The Corner (Hiver - Printemps)


Il y a quelques années, j'avais parlé de The Corner, la série télévisée de David Simon adaptée de son livre écrit en collaboration avec Ed Burns (un flic de Baltimore). J'avais pleuré devant mon écran en regardant cette famille très réelle se disloquer à cause de la dope. Puis j'avais chouiné en lisant le billet de blog de David Simon annonçant la mort de DeAndre. La série était magnifique de réalisme social et d'humanité.

Et ils ont enfin eu la bonne idée de traduire le livre qui est à l'origine de tout. Enfin, pas tout traduire, juste la première moitié (la suite n'est jamais sortie en français). Une demi-année dans un coin de rue de Baltimore, donc. Les matchs de basket. Le cri "Five O" hululé à chaque voiture suspecte. Une paire de Nike flambant neuve. Une veine qu'on peine à piquer. Un centre communautaire décrépi. Une grossesse presque désirée à 13 ans. Des plans sur la comète. Des souvenirs de la vie d'avant. De la débrouille de rue. Des mensonges éhontés entre junkies. Des enterrements précoces. Des flics qui cognent. Des merdeux qui glandent. Des petits vols merdiques. La quête perpétuelle d'une dose...

J'avais trouvé la série merveilleusement belle, mais le bouquin est encore meilleur. David Simon écrit avec un talent immense. Il vous met dans les chaussures de ces vrais gens qui gravitent à jamais au croisement de deux rues sans gloire.
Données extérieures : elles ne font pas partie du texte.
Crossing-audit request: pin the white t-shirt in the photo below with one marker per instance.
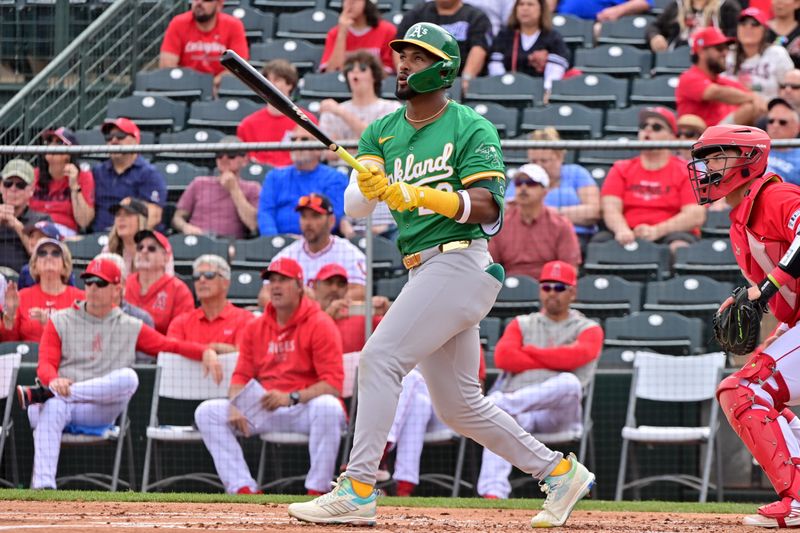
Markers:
(339, 251)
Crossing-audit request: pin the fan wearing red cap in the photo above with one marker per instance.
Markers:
(162, 295)
(705, 92)
(649, 197)
(85, 359)
(550, 358)
(292, 356)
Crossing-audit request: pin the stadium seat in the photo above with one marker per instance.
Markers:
(258, 25)
(505, 119)
(179, 379)
(149, 112)
(656, 90)
(175, 83)
(571, 120)
(311, 24)
(304, 55)
(665, 332)
(625, 30)
(637, 261)
(223, 114)
(605, 296)
(518, 89)
(599, 90)
(614, 59)
(674, 380)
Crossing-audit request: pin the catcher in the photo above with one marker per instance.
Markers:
(730, 162)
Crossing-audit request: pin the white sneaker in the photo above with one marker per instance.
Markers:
(563, 493)
(340, 506)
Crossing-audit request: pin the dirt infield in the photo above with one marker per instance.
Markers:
(96, 517)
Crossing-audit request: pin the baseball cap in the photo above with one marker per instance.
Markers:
(754, 13)
(18, 168)
(534, 172)
(285, 267)
(124, 124)
(709, 36)
(316, 202)
(157, 235)
(105, 269)
(131, 205)
(559, 271)
(661, 113)
(331, 270)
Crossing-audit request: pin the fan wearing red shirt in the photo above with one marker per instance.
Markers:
(196, 38)
(162, 295)
(702, 91)
(649, 197)
(269, 124)
(217, 322)
(295, 353)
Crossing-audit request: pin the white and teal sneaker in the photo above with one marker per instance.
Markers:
(563, 493)
(340, 506)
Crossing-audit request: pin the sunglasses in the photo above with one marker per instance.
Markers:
(20, 185)
(101, 283)
(549, 287)
(204, 275)
(52, 252)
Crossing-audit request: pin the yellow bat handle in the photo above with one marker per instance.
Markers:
(350, 160)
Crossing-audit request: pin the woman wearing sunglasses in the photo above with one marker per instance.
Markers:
(27, 311)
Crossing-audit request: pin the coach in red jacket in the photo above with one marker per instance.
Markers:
(294, 352)
(548, 357)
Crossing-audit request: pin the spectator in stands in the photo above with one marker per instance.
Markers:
(573, 193)
(224, 205)
(85, 360)
(783, 122)
(126, 175)
(603, 10)
(650, 197)
(785, 26)
(702, 91)
(28, 310)
(548, 358)
(269, 124)
(360, 27)
(61, 189)
(530, 45)
(757, 63)
(294, 352)
(349, 119)
(153, 289)
(681, 20)
(690, 128)
(195, 39)
(15, 213)
(533, 233)
(469, 25)
(318, 247)
(217, 322)
(283, 187)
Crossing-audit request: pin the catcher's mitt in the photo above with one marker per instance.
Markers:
(737, 326)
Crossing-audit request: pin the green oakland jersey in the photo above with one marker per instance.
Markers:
(459, 150)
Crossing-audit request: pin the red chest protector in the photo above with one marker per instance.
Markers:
(758, 250)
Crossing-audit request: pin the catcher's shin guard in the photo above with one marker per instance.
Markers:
(759, 428)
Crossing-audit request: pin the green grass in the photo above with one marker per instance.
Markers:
(452, 503)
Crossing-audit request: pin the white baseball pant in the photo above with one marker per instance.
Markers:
(322, 419)
(94, 402)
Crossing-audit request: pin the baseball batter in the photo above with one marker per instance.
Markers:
(438, 167)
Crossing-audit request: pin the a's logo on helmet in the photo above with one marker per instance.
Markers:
(417, 30)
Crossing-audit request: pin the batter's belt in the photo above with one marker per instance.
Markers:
(416, 259)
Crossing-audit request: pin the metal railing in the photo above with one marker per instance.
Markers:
(73, 90)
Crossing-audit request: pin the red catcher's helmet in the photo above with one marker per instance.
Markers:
(753, 147)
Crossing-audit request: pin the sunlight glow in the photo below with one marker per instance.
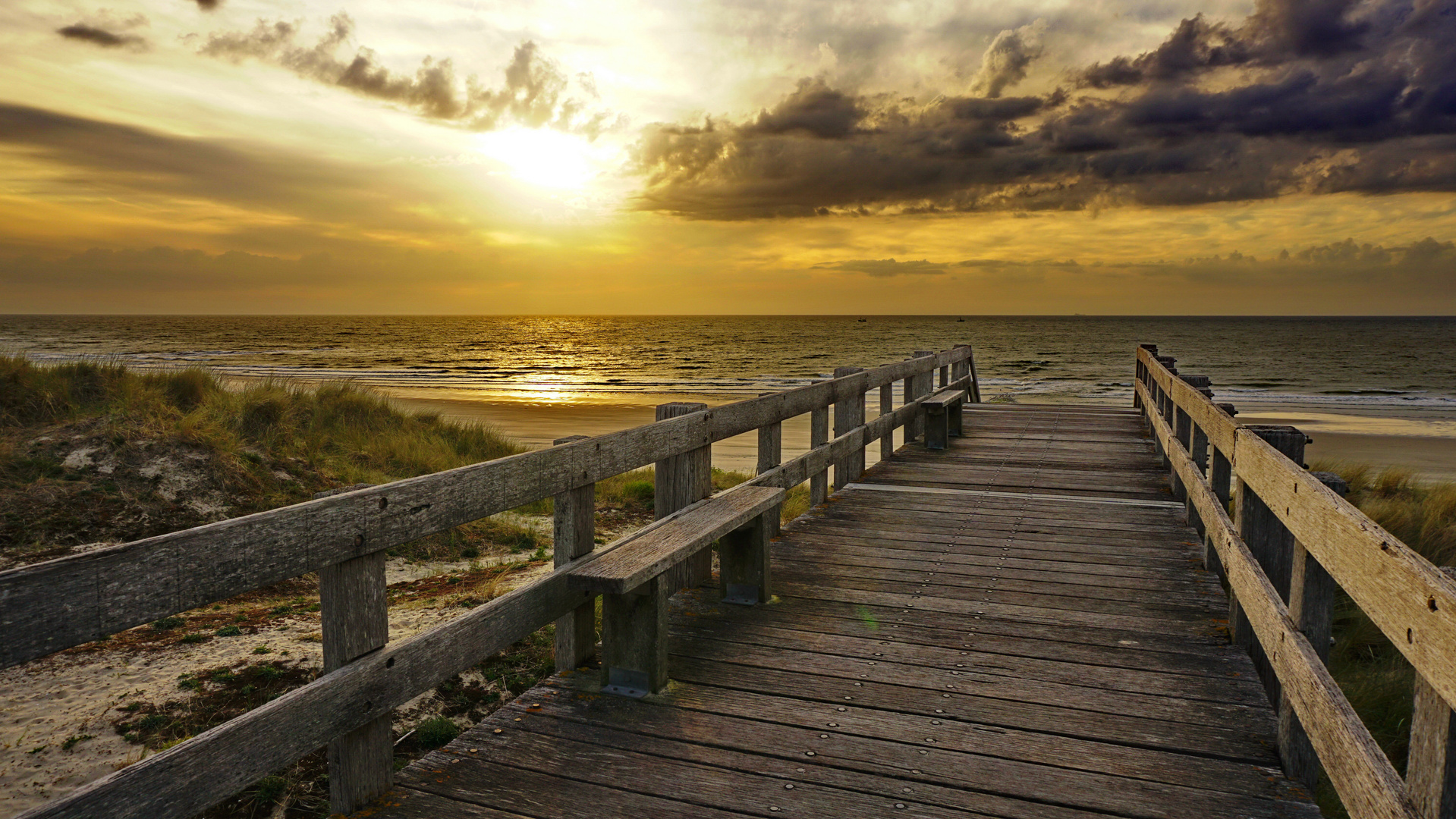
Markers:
(543, 158)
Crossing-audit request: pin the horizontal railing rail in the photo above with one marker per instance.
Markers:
(1313, 532)
(74, 600)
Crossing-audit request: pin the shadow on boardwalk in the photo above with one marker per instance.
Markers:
(1017, 626)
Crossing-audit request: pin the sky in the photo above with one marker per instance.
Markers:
(747, 156)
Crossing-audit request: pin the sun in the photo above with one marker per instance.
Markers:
(542, 158)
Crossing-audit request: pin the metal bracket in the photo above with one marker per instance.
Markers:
(627, 682)
(741, 594)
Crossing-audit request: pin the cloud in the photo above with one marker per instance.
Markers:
(139, 165)
(1006, 60)
(1303, 96)
(884, 268)
(101, 36)
(535, 92)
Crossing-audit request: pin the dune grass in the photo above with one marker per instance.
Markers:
(1370, 671)
(340, 429)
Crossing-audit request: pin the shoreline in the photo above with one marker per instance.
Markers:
(1416, 441)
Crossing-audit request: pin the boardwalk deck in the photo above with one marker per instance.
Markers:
(1015, 626)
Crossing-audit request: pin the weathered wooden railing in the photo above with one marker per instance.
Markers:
(1281, 537)
(64, 603)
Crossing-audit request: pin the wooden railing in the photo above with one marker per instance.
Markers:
(64, 603)
(1281, 538)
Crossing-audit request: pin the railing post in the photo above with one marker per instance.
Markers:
(574, 535)
(917, 386)
(887, 405)
(847, 415)
(634, 638)
(1140, 373)
(683, 480)
(1312, 608)
(1183, 431)
(771, 444)
(354, 619)
(819, 435)
(974, 391)
(771, 454)
(1430, 771)
(1270, 543)
(743, 560)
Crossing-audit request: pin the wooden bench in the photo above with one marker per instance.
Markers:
(637, 576)
(942, 416)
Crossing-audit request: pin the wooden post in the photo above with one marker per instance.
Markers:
(574, 535)
(743, 560)
(847, 415)
(917, 386)
(771, 444)
(1183, 431)
(936, 427)
(974, 393)
(1270, 543)
(887, 405)
(1430, 771)
(683, 480)
(634, 639)
(819, 435)
(907, 394)
(1312, 608)
(354, 616)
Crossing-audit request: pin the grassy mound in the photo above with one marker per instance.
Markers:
(92, 451)
(1370, 671)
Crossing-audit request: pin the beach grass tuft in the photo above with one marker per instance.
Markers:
(1370, 671)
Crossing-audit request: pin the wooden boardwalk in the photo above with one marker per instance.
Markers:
(1017, 626)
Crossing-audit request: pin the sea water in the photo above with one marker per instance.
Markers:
(1362, 366)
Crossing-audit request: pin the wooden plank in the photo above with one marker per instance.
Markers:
(1363, 777)
(772, 749)
(215, 764)
(1411, 601)
(1133, 730)
(1430, 770)
(643, 556)
(819, 435)
(74, 600)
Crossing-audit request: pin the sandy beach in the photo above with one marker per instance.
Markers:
(1424, 445)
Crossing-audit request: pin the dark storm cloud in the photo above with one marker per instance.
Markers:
(1006, 60)
(101, 36)
(1302, 96)
(535, 92)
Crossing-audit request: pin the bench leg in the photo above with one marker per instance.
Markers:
(743, 560)
(935, 428)
(634, 639)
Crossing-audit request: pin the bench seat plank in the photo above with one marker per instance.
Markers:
(646, 554)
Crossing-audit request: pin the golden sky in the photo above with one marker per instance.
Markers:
(790, 156)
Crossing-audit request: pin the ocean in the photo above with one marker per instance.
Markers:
(1346, 375)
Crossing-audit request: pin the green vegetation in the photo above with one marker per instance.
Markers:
(92, 451)
(1370, 671)
(436, 732)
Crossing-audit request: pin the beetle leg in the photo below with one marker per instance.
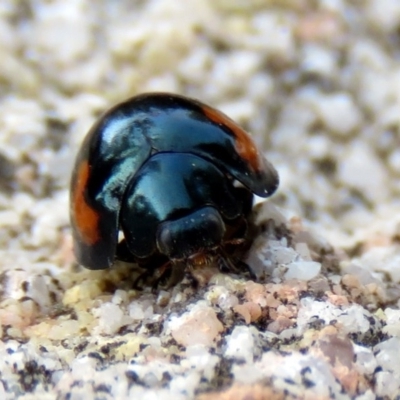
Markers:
(162, 277)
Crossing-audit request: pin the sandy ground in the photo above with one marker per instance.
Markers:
(317, 83)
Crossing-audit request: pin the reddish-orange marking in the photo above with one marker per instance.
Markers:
(243, 143)
(86, 219)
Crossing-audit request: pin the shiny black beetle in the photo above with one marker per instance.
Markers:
(175, 175)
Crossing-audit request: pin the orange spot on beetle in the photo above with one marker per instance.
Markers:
(86, 218)
(243, 143)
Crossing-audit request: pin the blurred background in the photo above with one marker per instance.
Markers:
(316, 82)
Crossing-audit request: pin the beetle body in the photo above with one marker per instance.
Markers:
(162, 168)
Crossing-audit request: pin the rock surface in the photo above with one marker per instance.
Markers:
(318, 85)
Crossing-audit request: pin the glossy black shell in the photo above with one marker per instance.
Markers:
(155, 159)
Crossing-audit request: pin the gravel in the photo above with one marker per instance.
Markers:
(317, 84)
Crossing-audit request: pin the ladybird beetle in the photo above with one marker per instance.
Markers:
(176, 176)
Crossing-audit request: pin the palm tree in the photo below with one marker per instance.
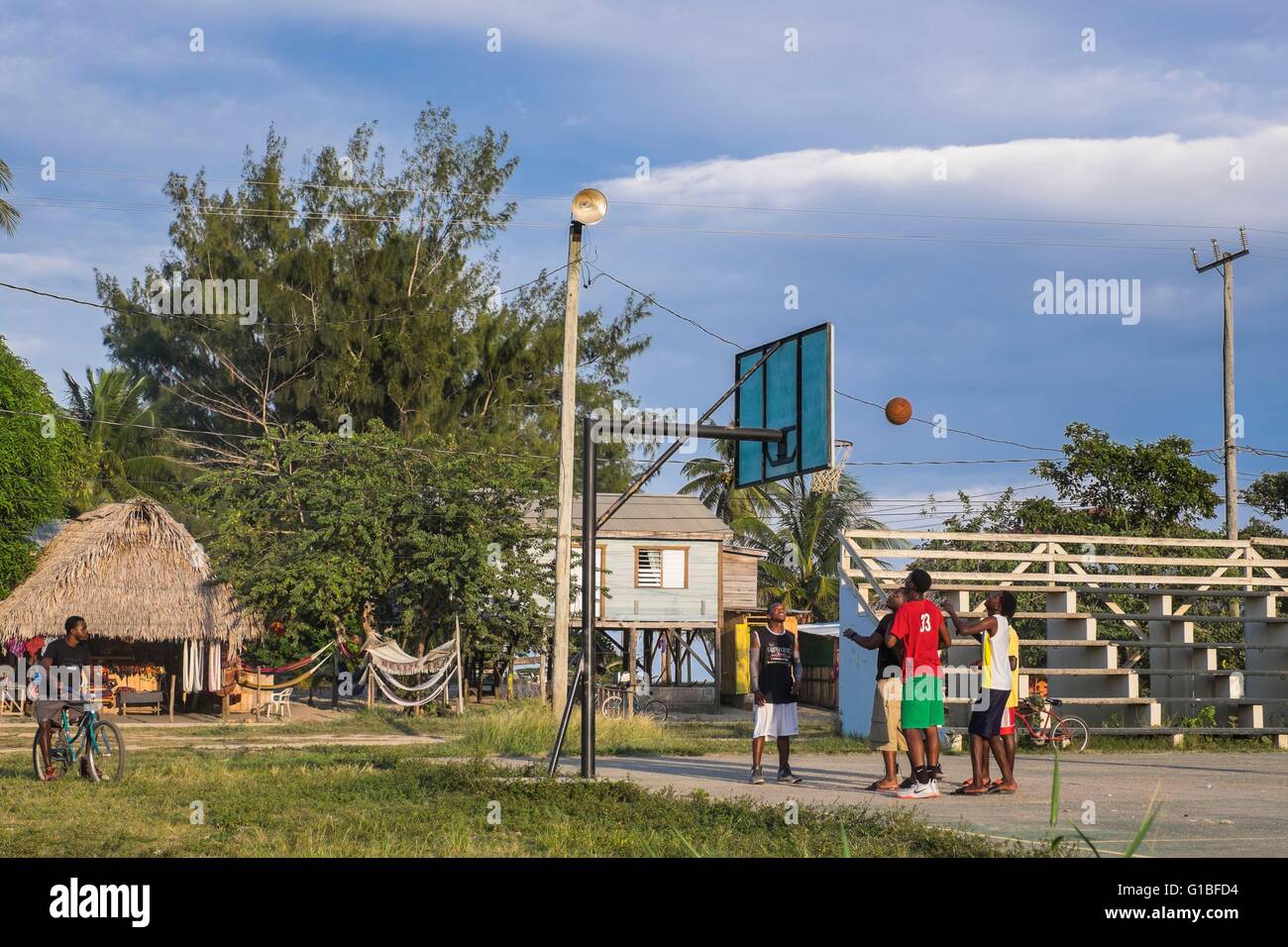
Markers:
(9, 215)
(711, 478)
(804, 544)
(133, 459)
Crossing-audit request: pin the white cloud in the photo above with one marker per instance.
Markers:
(1155, 178)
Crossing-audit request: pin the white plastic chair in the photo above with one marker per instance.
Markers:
(278, 702)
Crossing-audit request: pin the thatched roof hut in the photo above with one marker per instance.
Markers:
(134, 574)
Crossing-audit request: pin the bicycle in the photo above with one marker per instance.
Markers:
(102, 751)
(613, 703)
(1067, 732)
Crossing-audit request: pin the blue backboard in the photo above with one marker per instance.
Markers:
(791, 390)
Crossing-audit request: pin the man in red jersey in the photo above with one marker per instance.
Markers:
(919, 626)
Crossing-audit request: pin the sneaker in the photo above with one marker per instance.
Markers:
(919, 789)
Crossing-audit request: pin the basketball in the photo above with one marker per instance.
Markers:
(898, 410)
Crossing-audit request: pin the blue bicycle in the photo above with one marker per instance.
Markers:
(95, 744)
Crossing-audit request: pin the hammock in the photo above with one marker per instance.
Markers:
(278, 685)
(385, 655)
(373, 672)
(428, 684)
(291, 667)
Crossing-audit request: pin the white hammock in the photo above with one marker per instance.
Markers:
(438, 684)
(385, 655)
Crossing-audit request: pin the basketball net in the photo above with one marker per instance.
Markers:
(827, 480)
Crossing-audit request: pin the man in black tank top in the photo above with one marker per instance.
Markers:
(776, 673)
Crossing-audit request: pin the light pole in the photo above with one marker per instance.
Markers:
(588, 209)
(1227, 263)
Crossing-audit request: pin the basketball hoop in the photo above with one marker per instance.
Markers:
(828, 479)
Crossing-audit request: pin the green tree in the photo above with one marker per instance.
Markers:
(43, 464)
(321, 525)
(376, 300)
(9, 215)
(711, 479)
(802, 536)
(130, 455)
(1104, 487)
(1269, 493)
(1149, 488)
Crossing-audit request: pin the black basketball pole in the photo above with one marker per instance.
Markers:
(588, 595)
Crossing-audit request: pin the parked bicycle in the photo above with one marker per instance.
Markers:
(1044, 725)
(95, 744)
(613, 703)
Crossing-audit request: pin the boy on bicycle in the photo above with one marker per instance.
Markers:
(62, 660)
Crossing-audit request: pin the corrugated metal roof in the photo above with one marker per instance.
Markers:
(657, 514)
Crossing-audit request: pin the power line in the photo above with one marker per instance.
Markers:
(294, 214)
(108, 307)
(692, 205)
(651, 299)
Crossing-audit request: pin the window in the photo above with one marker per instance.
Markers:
(600, 553)
(661, 567)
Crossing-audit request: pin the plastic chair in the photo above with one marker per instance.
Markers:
(278, 702)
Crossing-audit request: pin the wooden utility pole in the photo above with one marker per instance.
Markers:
(588, 209)
(1227, 264)
(567, 431)
(629, 647)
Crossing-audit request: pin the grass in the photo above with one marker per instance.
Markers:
(356, 801)
(528, 729)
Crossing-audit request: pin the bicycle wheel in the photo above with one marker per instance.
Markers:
(106, 753)
(1070, 733)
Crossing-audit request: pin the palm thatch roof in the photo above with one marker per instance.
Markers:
(133, 573)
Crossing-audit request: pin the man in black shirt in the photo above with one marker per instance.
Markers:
(776, 674)
(887, 733)
(62, 660)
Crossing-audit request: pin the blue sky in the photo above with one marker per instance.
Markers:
(931, 292)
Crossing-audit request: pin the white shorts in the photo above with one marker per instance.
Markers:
(776, 720)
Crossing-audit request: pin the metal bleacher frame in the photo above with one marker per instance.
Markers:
(1080, 579)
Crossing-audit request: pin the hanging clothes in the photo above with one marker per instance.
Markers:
(215, 674)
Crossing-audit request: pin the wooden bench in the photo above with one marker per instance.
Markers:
(140, 701)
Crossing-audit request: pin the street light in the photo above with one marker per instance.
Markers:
(589, 206)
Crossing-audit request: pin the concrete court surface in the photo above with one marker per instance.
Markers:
(1228, 804)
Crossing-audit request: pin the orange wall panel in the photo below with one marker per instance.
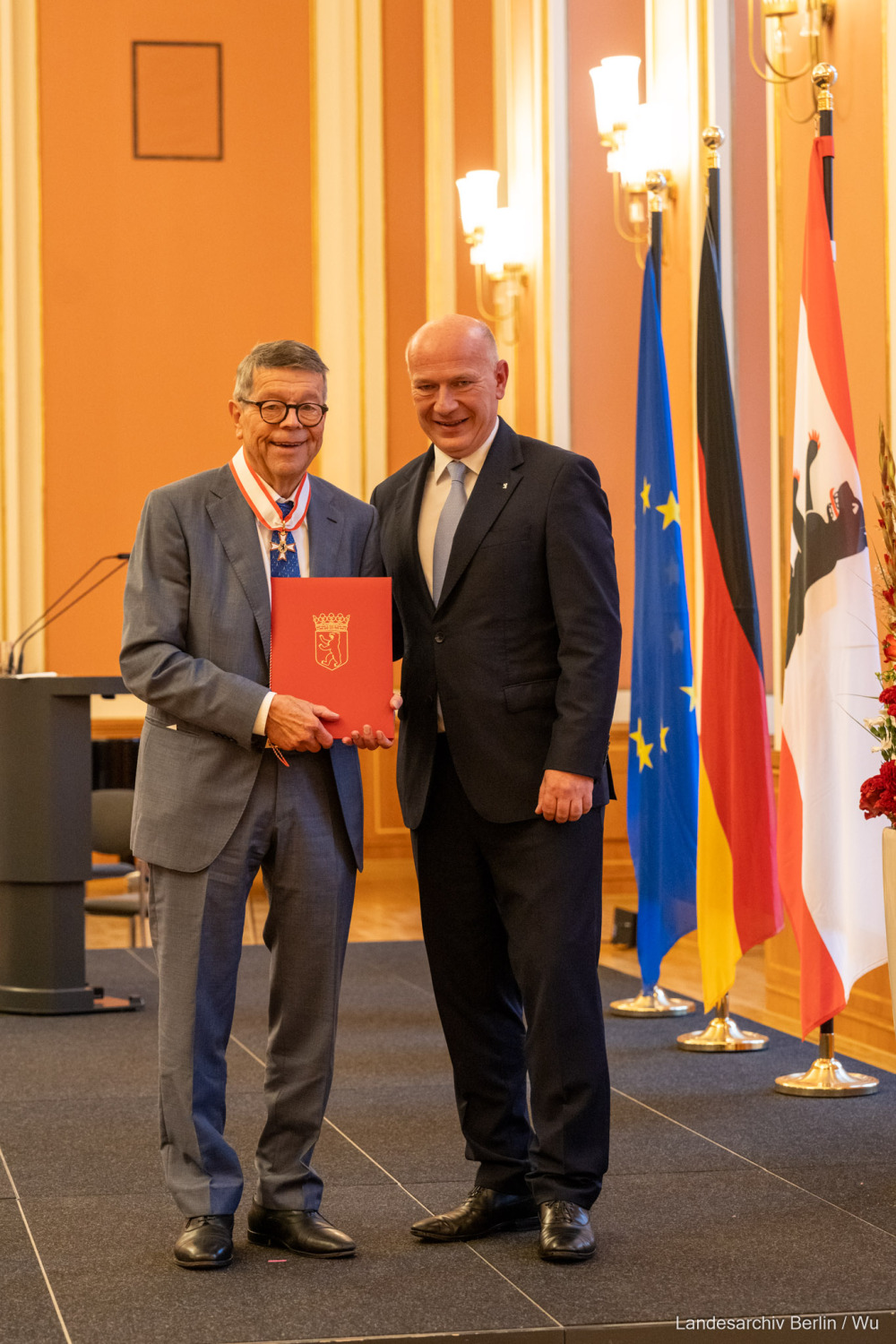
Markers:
(158, 274)
(405, 174)
(605, 292)
(473, 120)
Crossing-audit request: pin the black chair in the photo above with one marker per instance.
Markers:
(110, 814)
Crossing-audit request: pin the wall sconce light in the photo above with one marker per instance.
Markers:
(498, 252)
(638, 142)
(813, 15)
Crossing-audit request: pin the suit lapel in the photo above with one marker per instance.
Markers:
(236, 526)
(500, 476)
(325, 524)
(408, 518)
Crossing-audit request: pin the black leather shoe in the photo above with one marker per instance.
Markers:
(206, 1242)
(297, 1230)
(565, 1231)
(482, 1212)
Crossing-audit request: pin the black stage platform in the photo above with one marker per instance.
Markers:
(724, 1201)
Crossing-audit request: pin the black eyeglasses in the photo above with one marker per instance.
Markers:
(273, 413)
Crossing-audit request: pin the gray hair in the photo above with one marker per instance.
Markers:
(277, 354)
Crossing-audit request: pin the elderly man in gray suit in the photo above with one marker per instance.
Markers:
(212, 806)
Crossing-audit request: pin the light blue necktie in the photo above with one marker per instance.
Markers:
(449, 518)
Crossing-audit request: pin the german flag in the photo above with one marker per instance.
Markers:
(737, 897)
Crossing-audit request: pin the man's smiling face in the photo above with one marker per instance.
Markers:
(457, 383)
(280, 453)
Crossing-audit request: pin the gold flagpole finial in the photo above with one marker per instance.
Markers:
(656, 190)
(825, 77)
(713, 139)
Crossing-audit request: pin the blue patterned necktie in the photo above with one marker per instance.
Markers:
(284, 558)
(449, 518)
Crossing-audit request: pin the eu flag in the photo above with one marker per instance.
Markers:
(662, 747)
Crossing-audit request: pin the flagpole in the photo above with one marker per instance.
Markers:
(826, 1077)
(723, 1032)
(656, 190)
(653, 1002)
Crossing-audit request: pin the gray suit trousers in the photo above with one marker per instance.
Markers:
(292, 830)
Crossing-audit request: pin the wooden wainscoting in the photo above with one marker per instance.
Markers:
(387, 909)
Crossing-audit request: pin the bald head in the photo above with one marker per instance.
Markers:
(457, 382)
(455, 331)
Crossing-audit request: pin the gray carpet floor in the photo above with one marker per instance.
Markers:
(724, 1199)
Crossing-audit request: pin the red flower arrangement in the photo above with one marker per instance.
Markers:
(877, 796)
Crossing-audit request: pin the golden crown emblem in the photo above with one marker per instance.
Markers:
(331, 623)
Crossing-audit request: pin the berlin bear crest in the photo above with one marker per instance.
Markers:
(823, 539)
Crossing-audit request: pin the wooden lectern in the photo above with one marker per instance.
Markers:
(45, 844)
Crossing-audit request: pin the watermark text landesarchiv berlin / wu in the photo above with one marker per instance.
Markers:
(856, 1322)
C'est ignoblement pessimiste, et pourtant ça regorge de moments lumineux, de petites victoires qui font un bien fou. Et tout de suite après d'une analyse accablante qui n'augure rien de bon pour ces quartiers et les institutions en faillite.

Je sais que je suis chiant avec mon "David Simon par ci, David Simon par là", mais ce bonhomme sait aussi bien écrire du journalisme de première bourre (sérieux, vous en connaissez beaucoup des gars qui prennent un an de congé sabbatique pour aller parler avec des drogués ?) que scénariser la plus meilleure série télévisée du monde et des univers voisins.

C'est une épée, le Simon, et vous ne le voyez pas plastronner dans les médias ou se rengorger de son succès critique. Ça fait aussi parti de mon admiration : il est raccord avec ce qu'il écrit.